3/14/08

Godfrey-Smith, Peter - Conditions for Evolution by Natural Selection

03/14/2008

Journal of Philosophy, Vol 54 No 10 October 2007

A paper involving mathematically technical formulations of the components of evolution by natural selection, this paper has a modes conclusion. The paper aims to clarify the status of the various conditions given for evolution by natural selection (ENS). Some condition sets should be considered summaries, or descriptions of all the various ways change in a population can be considered ENS. Other condition sets give sufficient conditions for ENS, outlining a recipe ENS. These condition sets are idealizations, since they might not capture all of the various cases of ENS. Author's main point is to distinguish between these two and warn against not distinguishing them.

Generally, there are three main components to ENS as given in condition sets:
1. Phenotypic variation
2. Differential fitness
3. Heritability/heredity

Author brings up a number of cases that certain phrasings of ENS don't get right:
Case 1: Culling: no reproduction therefore no heredity, yet there is differential fitness because some organisms die more rapidly than others
Reply: this isn't a case of ENS, at least not yet (pg494)

Case 2: differential reproduction with no differential fitness: organisms reproduce the same amounts, but faster than others
Reply: the standard condition sets of ENS are idealized with discrete generations that don't overlap and reproduce at the same time (pg496)

Author discusses the problems with heredity and heritability mixed with fitness.

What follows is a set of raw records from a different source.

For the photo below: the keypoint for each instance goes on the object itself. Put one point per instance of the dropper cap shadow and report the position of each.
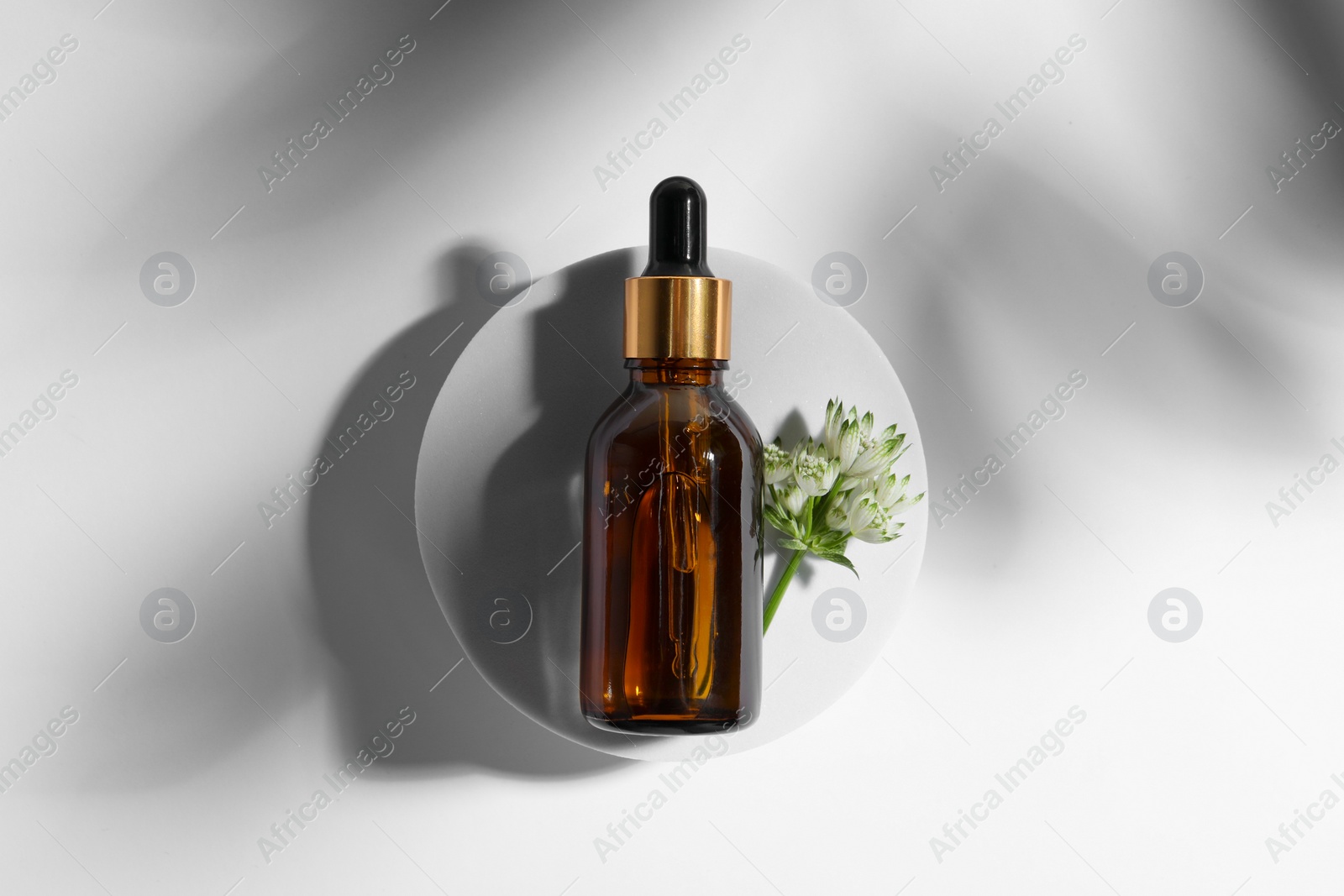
(676, 230)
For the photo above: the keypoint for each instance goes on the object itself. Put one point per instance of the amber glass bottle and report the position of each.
(672, 530)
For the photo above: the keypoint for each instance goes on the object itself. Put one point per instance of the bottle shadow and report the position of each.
(375, 609)
(531, 524)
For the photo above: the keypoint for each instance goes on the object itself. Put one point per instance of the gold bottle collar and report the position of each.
(678, 317)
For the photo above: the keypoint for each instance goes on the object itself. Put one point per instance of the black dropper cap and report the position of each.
(676, 230)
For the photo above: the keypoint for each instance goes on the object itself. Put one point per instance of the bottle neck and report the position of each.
(676, 371)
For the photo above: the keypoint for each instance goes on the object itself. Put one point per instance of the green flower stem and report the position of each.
(773, 604)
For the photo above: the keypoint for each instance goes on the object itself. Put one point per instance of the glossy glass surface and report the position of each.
(672, 557)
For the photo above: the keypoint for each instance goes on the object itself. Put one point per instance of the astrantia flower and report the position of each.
(792, 500)
(779, 464)
(890, 490)
(842, 486)
(815, 474)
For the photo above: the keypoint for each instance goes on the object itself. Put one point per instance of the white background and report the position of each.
(1030, 265)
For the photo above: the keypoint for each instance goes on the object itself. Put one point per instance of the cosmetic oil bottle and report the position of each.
(674, 530)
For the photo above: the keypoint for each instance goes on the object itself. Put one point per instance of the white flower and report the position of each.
(848, 446)
(815, 474)
(873, 523)
(891, 490)
(779, 464)
(877, 454)
(792, 500)
(831, 432)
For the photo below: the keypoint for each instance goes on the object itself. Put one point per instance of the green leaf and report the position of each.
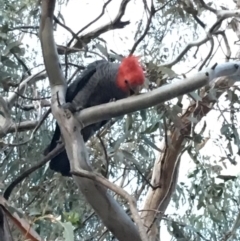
(102, 49)
(10, 46)
(150, 143)
(68, 233)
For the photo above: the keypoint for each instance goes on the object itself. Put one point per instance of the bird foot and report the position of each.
(112, 100)
(71, 107)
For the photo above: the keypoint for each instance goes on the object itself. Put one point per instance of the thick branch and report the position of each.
(19, 127)
(113, 109)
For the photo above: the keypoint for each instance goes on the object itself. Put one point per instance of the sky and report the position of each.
(79, 13)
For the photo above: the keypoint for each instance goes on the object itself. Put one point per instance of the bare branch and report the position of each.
(20, 127)
(221, 15)
(92, 22)
(131, 200)
(204, 5)
(152, 12)
(116, 23)
(30, 80)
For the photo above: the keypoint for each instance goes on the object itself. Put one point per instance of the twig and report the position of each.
(152, 12)
(92, 22)
(131, 200)
(26, 173)
(116, 23)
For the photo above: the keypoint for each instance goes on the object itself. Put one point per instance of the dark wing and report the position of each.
(81, 81)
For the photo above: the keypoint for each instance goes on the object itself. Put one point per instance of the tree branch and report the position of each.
(167, 92)
(116, 23)
(111, 213)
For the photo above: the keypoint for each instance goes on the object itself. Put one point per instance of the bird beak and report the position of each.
(135, 90)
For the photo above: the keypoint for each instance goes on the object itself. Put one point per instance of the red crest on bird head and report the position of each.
(130, 74)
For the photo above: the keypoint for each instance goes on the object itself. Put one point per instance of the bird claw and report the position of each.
(71, 107)
(112, 100)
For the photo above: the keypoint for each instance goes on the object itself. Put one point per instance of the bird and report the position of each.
(101, 82)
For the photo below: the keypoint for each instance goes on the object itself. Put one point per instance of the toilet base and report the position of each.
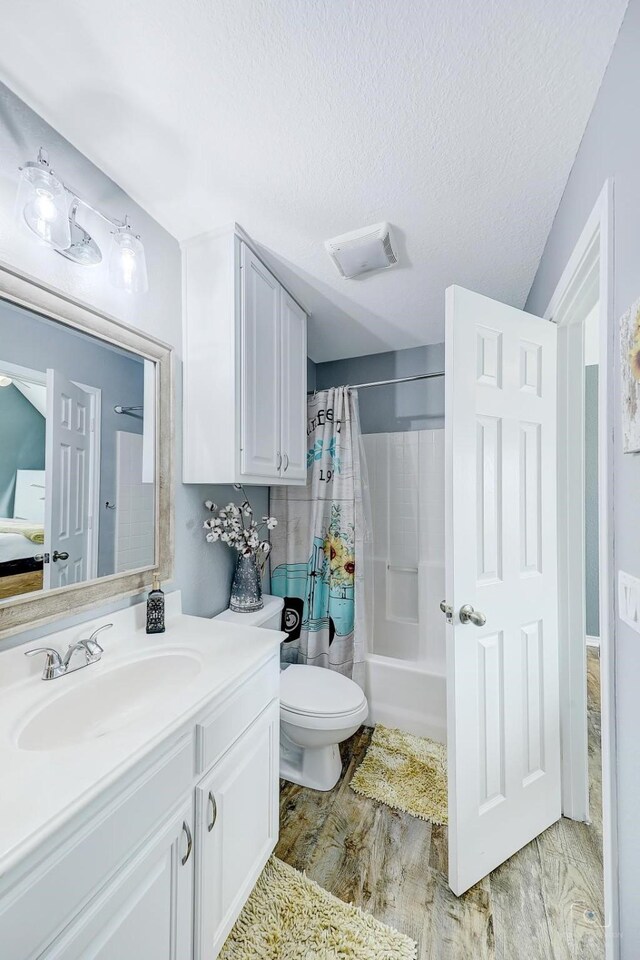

It appears the two concepts should be kept separate, but differential fitness that is heritable should show up in future generations. Differential fitness itself doesn't suggest heritability-- a certain disposition needs to be present for a population to 'respond' to selection. (pg500) This is supposed to be heritability, and it is has a set of difficulties.
Case 3: 'Biased Inheritance': a heritable trait that improves fitness sometimes is heritable, sometimes not. Overall fitness remains unchanged after a new generation.
Case 4: A heritable trait that also improves fitness doesn't come from parent to child in the right way (pg502)
Replies: tie together fitness with heritability in the recipes of evolution, unfortunately connecting two concepts that we wanted to keep separate.

Author discusses arcane equations that are meant to separate heritability from fitness. (pg506-509) [If anyone thinks I'm going to commit the hours need to understand this, forget it.]

The final problems author brings up is heritability by accident and genetic drift. (pg510) These can be fixed by saying that genuine cases of ENS has a causal link between the phenotypic trait's fitness value and the inheritance of that trait. The problem with 'causal link' is that it is vague and not easily expressed in an equation. Author examines an alternate equation and finds it inadequate.